Pour ceux qui n'aurait pas lu l'article sur Macbidouille, une nouvelle section consacrée à Mac OS X à vu le jour sur  freshmeat.net , soit http://osx.freshmeat.net/ ... D'ailleurs, pour ceux qui n'ont pas la langue de Shakespear en horreur, je vous conseille de lire l'article  suivant : l'auteur nous rappelle qu'en fait OS X n'est pas Unix ; il reprend les propos de Tim O'Reilly et les commente à sa manière.
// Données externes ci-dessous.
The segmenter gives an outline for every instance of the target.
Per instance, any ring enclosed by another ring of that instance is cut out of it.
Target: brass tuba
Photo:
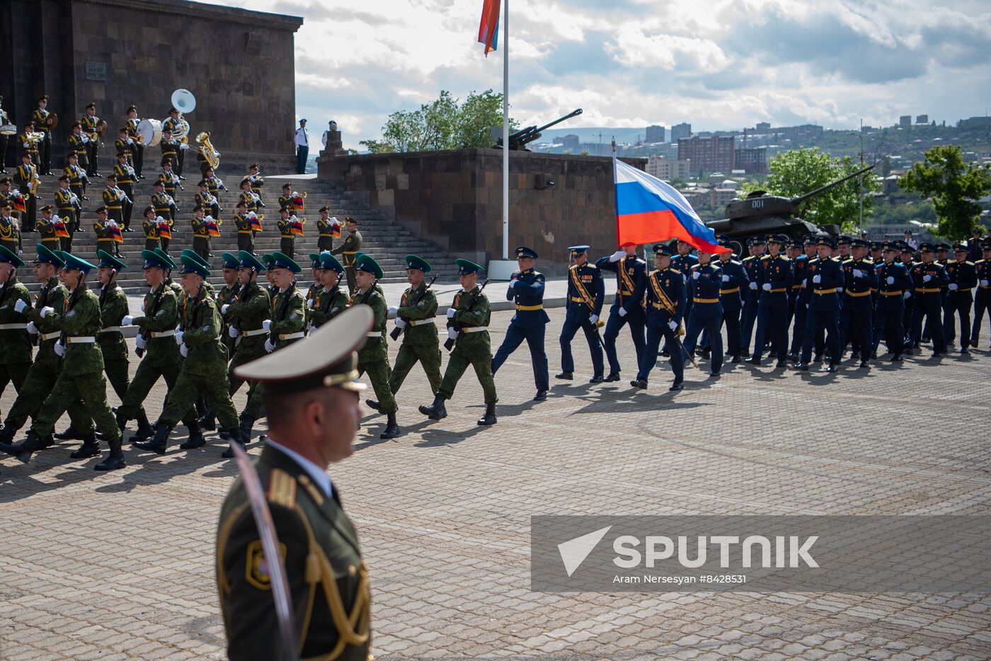
[[[217,166],[220,165],[220,152],[215,150],[210,142],[210,132],[199,132],[196,135],[196,142],[199,142],[199,152],[203,154],[203,160],[209,163],[213,169],[217,169]]]

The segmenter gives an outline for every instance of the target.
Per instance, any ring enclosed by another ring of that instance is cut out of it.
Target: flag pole
[[[509,258],[509,0],[502,0],[502,259]]]

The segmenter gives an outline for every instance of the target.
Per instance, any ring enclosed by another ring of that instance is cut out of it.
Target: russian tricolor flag
[[[672,186],[614,157],[612,173],[619,245],[678,238],[706,252],[729,252],[716,242],[716,232]]]

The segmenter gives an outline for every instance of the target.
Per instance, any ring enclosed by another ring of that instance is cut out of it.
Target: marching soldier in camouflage
[[[232,661],[281,655],[273,608],[275,564],[288,578],[301,658],[371,658],[368,570],[327,465],[351,455],[361,418],[355,351],[373,314],[357,306],[301,342],[238,369],[264,382],[270,440],[254,466],[281,547],[266,557],[246,476],[224,500],[217,528],[217,591]],[[284,357],[283,357],[284,354]]]
[[[175,343],[182,361],[178,378],[168,391],[165,409],[155,425],[155,437],[150,441],[135,443],[138,447],[156,454],[165,453],[165,443],[172,427],[192,409],[196,398],[206,399],[220,425],[231,434],[235,442],[242,442],[238,430],[238,412],[228,394],[227,349],[220,341],[223,322],[217,303],[203,286],[210,277],[210,269],[195,252],[186,249],[179,257],[182,268],[179,275],[185,301],[179,330],[175,331]],[[182,449],[202,446],[206,441],[202,434],[180,445]]]
[[[493,378],[493,349],[488,330],[492,308],[489,299],[482,293],[485,285],[478,286],[479,271],[484,269],[467,259],[456,259],[455,263],[458,264],[461,291],[454,295],[454,302],[447,311],[447,336],[454,341],[454,350],[447,361],[447,370],[433,404],[421,406],[419,411],[431,420],[446,418],[444,402],[454,397],[458,380],[471,365],[475,367],[486,398],[486,415],[478,424],[495,425],[498,397],[496,396],[496,381]]]
[[[42,308],[38,313],[61,331],[55,345],[55,352],[62,358],[61,370],[35,416],[28,437],[18,448],[17,457],[27,463],[35,450],[45,443],[45,438],[52,433],[55,422],[68,405],[79,402],[82,411],[96,423],[103,439],[110,446],[110,455],[93,468],[99,471],[123,468],[121,432],[107,405],[103,353],[96,343],[96,334],[103,328],[100,302],[96,294],[86,288],[86,275],[95,267],[73,254],[66,252],[63,255],[65,263],[61,278],[70,290],[64,312]],[[49,317],[52,319],[49,320]]]

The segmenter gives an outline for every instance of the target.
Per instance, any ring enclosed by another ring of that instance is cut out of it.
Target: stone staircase
[[[152,184],[155,176],[150,175],[149,170],[143,181],[135,186],[135,210],[131,218],[131,227],[135,232],[124,234],[124,243],[121,244],[121,258],[128,264],[128,269],[118,276],[118,282],[125,292],[137,294],[144,292],[147,288],[141,270],[141,250],[145,245],[144,234],[141,231],[141,222],[144,217],[142,210],[148,206],[152,193]],[[192,218],[192,208],[195,205],[194,195],[199,190],[196,186],[198,173],[189,173],[186,180],[182,182],[185,191],[176,189],[175,204],[179,208],[179,213],[175,217],[175,226],[172,228],[172,237],[168,244],[168,253],[178,261],[177,255],[183,248],[192,247],[192,228],[190,219]],[[213,256],[210,259],[213,267],[213,275],[210,282],[215,286],[220,286],[223,282],[220,277],[221,258],[220,255],[225,250],[237,251],[237,234],[234,229],[234,212],[238,199],[237,185],[241,181],[238,173],[220,173],[225,184],[231,191],[220,191],[220,207],[223,210],[220,217],[223,224],[220,226],[220,236],[211,240],[211,250]],[[55,191],[58,188],[55,177],[41,177],[42,197],[39,206],[45,206],[52,202]],[[80,232],[75,233],[72,239],[72,252],[84,259],[93,261],[96,258],[96,236],[93,234],[93,221],[96,219],[95,210],[102,204],[100,192],[103,190],[102,183],[94,183],[89,186],[87,194],[88,201],[83,202],[83,213],[80,223]],[[336,216],[342,221],[345,216],[351,216],[358,220],[359,232],[362,234],[362,250],[375,257],[385,272],[385,282],[404,282],[406,278],[405,255],[417,254],[426,259],[434,267],[433,274],[439,274],[438,282],[456,282],[457,267],[454,265],[454,258],[448,255],[440,246],[428,240],[420,238],[408,229],[387,219],[385,215],[375,209],[354,201],[345,193],[340,182],[320,181],[315,178],[299,177],[266,177],[266,185],[262,188],[262,201],[267,205],[265,209],[259,210],[259,215],[264,215],[262,221],[264,231],[255,239],[255,251],[259,254],[272,252],[278,249],[279,236],[275,222],[278,220],[278,197],[281,195],[281,186],[288,182],[292,185],[293,191],[306,193],[306,209],[303,213],[297,214],[300,218],[306,219],[305,235],[297,236],[295,240],[295,259],[303,270],[299,274],[299,286],[306,287],[312,282],[309,271],[309,253],[316,252],[317,233],[316,219],[320,217],[317,211],[323,206],[330,208],[330,215]],[[39,212],[39,218],[41,213]],[[337,247],[344,240],[346,231],[342,229],[341,238],[334,239],[334,246]],[[31,261],[35,257],[35,244],[39,237],[37,233],[26,233],[24,238],[25,261]],[[177,277],[177,276],[176,276]],[[37,291],[41,285],[34,281],[29,268],[21,269],[20,279],[32,291]],[[90,276],[88,281],[93,286],[95,276]]]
Pour ma part je dirais, que OS X a Unix à sa base, mais ne possède pas [encore] l'esprit Unix; disons qu'il compare surtout avec Linux j'ai l'impression 
	

	
	
		
		

		
			





 .

++


----------



## dmao (24 Décembre 2002)

Bonne nouvelle pour Freshmeat, quand au second article, je suis dubitatif.
Son argumentaire est vraiment spécieux, d'ailleurs il se fait moucher avec raison par les réactions des lecteurs.
Non mais franchement, il confonds tout l'auteur. Pour lui ce qui n'est pas gnu n'est pas unix dans son discours. Le mieux c'est quand il dit que comme il n'y a pas Fortune, ce n'est pas un Unix

Je propose de lire plutôt le dernier Login (n°101) où il y a un article dont le titre est 'Mac Os est-il un bon Unix'
Leur conclusion sont pour le moins différentes. Par exemple, il dise du bien de NetInfo. Leurs seuls reproches sont pour le système de fichier et le fait qu'il faut télécharger à part un serveur X Window.

Ce que fait l'auteur de l'article sur Freashmeat, c'est vraiment une guerre de clocher dont Login dit justement qu'il faut passer au-dessus et se réjouir de la présence de Mac OS X dans le monde Unix


----------